Come si muove la figura d’ascolto nell’approccio con il minore?
Innanzitutto, è importante che lo psicologo accolga il minore spiegando la sua funzione e il motivo per cui lo incontra. All’inizio dei colloqui viene sempre dedicato un momento all’accoglienza e alla creazione di una relazione, per stabilire una buona alleanza che faccia sentire il minore a proprio agio e libero di esprimere i propri vissuti e le proprie emozioni. Ovviamente, la relazione e la comunicazione devono sempre essere calibrati sulla base delle competenze cognitive ed espressive della persona che abbiamo davanti. Lo psicologo adotta un approccio morbido e caldo, sintonizzandosi con l’esperienza del minore. Nel dialogo, si evitano le domande suggestive o ripetute e si favorisce invece il racconto tramite domande aperte.

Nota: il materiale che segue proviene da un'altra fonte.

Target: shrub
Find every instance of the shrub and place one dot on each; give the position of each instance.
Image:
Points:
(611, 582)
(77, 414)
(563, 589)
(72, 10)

Vi sono una serie di interrogativi che, anche voi psicologi vi ponete, tra i quali come gestire il doppio ruolo di clinico e di pubblico ufficiale chiamato a segnalare, in caso di notizia il reato.
Proviamo ad approfondire.
Non c’è alcun dubbio che nei casi in cui lo psicologo rivesta la qualifica di pubblico ufficiale o di incaricato di pubblico servizio (come uno psicologo che riveste il ruolo di consulente tecnico d’ufficio), questo sia tenuto a redigere referto o denuncia, in tutti quei casi che presentano i caratteri di un delitto per i quali si debba procedere d’Ufficio (come maltrattamento, omicidio, violenza sessuale-circostanze aggravanti, atti persecutori-stalking). Sebbene ai soggetti incaricati di “pubblico servizio” permangono maggiori responsabilità rispetto a quelle di cui è investito un “normale” libero professionista, il quale non deve rispettare alcun obbligo di denuncia, se non nei casi in cui si venga a conoscenza di reati “contro la personalità̀ dello Stato” (ad esempio, eversione o attentato) o di reati che prevedono come pena l’ergastolo, coloro i quali sono chiamati ad effettuare obbligatoria denuncia devono necessariamente fornire all’Autorità̀ Giudiziaria gli elementi conosciuti che sono necessari per il corretto inquadramento del fatto, attenendosi, ad ogni modo, a quanto stabilito dal Codice Deontologico sull’essenzialità̀ della stessa (“stretto necessario” dell’art. 13 del Codice Deontologico). È comunque importante evidenziare che nonostante lo psicologo libero professionista non sia tenuto a refertare o denunciare, valuta con attenzione la necessità di derogare totalmente o parzialmente alla propria doverosa riservatezza (refertando o denunciando), qualora si prospettino gravi pericoli per la vita o per la salute psicofisica del soggetto e/o di terzi.
Lo scorso 4 febbraio OPL ha proposto un incontro virtuale il cui scopo è stato proprio quello di aprire un dialogo multidisciplinare sui temi che intersecano l’area della tutela minori, come i Servizi Sociali, la Magistratura, gli esperti dell’ascolto e l’opinione pubblica.
A quali conclusioni o riflessioni siete giunti?
Per rispondere ci aiuta Cartesio “Il dubbio è l’inizio della conoscenza.”